REFLECTION FOR TODAY,
November 4, 2020
By Fr. Andrew Ibegbulem, OSA
“If anyone comes to me without hating his father and mother, wife and children, brothers and sisters, and even his own life, he cannot be my disciple.” Luke 14:26
Jesus explains the total dedication necessary to be his disciples, telling the crowds, to hate father, mother, wife and children and that whoever does not carry his own cross and come after me cannot be my disciple. Did Jesus made a mistake in the above saying?. No, He really said this. It’s a strong statement and the word “hating” in this sentence is quite definitive. So what does this actually mean?
Like everything Jesus said, it must be read in the context of the entire Gospel. Remember, Jesus said that the greatest and first commandment was to “Love the Lord your God with your whole heart…” He also said to “Love your neighbor as yourself.” This most certainly includes family. However, in the passage above, we hear Jesus telling us that if anything whatsoever gets in the way of our love of God, we must eliminate it from our life. We must “hate” it.

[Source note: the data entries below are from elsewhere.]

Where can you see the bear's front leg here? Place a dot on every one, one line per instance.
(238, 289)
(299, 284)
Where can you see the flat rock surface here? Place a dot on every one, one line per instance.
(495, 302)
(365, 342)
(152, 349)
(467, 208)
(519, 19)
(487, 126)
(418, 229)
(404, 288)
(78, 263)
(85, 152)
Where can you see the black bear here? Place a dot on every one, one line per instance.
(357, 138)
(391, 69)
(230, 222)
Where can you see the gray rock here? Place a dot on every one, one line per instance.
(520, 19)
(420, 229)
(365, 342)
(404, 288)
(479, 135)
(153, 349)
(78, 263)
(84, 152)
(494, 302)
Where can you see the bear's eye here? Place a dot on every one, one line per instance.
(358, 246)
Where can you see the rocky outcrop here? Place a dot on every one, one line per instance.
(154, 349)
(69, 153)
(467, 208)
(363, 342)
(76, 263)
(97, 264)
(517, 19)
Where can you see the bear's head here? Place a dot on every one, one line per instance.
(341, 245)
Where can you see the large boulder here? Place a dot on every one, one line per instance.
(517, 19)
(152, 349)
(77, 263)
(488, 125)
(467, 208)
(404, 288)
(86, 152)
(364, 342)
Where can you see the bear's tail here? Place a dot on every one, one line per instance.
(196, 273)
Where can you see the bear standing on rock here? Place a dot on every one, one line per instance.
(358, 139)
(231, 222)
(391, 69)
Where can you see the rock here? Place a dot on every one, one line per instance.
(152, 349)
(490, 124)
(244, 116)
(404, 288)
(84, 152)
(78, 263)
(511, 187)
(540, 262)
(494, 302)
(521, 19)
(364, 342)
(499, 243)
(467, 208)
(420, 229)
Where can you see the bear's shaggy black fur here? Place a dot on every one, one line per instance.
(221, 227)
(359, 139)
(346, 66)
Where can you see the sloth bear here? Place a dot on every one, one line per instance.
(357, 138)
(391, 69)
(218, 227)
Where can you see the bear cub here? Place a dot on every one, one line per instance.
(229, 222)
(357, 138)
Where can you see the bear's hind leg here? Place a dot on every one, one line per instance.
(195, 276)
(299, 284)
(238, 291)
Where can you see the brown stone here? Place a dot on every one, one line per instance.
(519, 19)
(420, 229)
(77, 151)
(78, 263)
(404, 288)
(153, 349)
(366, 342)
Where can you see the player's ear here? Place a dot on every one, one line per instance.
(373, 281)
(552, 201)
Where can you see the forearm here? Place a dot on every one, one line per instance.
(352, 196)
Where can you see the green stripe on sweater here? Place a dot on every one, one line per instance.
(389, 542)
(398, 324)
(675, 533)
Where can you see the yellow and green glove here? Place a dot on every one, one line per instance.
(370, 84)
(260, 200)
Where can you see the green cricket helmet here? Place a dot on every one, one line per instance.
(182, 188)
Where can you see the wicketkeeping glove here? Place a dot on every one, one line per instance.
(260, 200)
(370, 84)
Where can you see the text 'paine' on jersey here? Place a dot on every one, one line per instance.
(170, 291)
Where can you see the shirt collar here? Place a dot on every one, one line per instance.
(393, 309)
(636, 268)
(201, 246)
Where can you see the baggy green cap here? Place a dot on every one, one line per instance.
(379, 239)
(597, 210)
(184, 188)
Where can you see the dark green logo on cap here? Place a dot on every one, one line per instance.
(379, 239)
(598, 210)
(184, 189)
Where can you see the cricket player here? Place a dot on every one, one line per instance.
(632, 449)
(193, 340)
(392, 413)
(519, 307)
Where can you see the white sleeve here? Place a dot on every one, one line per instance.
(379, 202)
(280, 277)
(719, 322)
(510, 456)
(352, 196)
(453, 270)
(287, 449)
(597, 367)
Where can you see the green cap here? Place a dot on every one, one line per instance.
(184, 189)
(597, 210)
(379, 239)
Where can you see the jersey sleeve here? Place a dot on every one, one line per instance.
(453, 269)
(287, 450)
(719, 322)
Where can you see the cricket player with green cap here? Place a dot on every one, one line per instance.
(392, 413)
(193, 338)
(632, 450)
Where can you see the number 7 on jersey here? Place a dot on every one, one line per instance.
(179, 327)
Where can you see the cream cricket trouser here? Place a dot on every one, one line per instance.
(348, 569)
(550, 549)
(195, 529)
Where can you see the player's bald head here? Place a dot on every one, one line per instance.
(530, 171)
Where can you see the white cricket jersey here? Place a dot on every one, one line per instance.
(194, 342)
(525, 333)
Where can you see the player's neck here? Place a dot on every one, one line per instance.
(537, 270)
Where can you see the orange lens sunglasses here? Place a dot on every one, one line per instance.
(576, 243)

Hate, in this context, is not the sin of hate. It’s not an anger welling up within us that causes us to lose control and say mean things. Rather, hate in this context means we must be ready and willing to distance ourselves from that which gets in the way of our relationship with God. If it is money, prestige, power, the flesh, alcohol, etc., then we must eliminate it from our lives. Shockingly, some will even find that they must distance themselves from their own family in order to keep their relationship with God alive. But even in this case, we are still loving our family. Love simply takes on different forms at times.
The family was designed to be a place of peace, harmony and love. But the sad reality that many have experienced in life is that sometimes our family relationships directly interfere with our love of God and others. And if this is the case in our lives, we must hear Jesus telling us to approach those relationships in a different way out of love for God.
Perhaps this Scripture could be misunderstood and misused at times. It is not an excuse to treat those in the family, nor anyone else, with spite, harshness, malice or the like. It is not an excuse to let the passion of anger well up in us. But it is a call from God to act in justice and truth and to refuse to allow anything to separate us from the love of God.
Reflect, today, upon that which is the greatest obstacle to your relationship with God. Who or what tears you away from loving God with your whole heart. Hopefully there is nothing or no one who fits this category. But if there is, hear the words of Jesus today encouraging you to be strong and calling you to put Him first before anything else in life.
Lord, help me to constantly see those things in my life that keep me from loving You. As I identify that which deters me in faith, give me the courage to choose You above all things. Give me the wisdom to know how to choose You above all things. Jesus, I trust in You.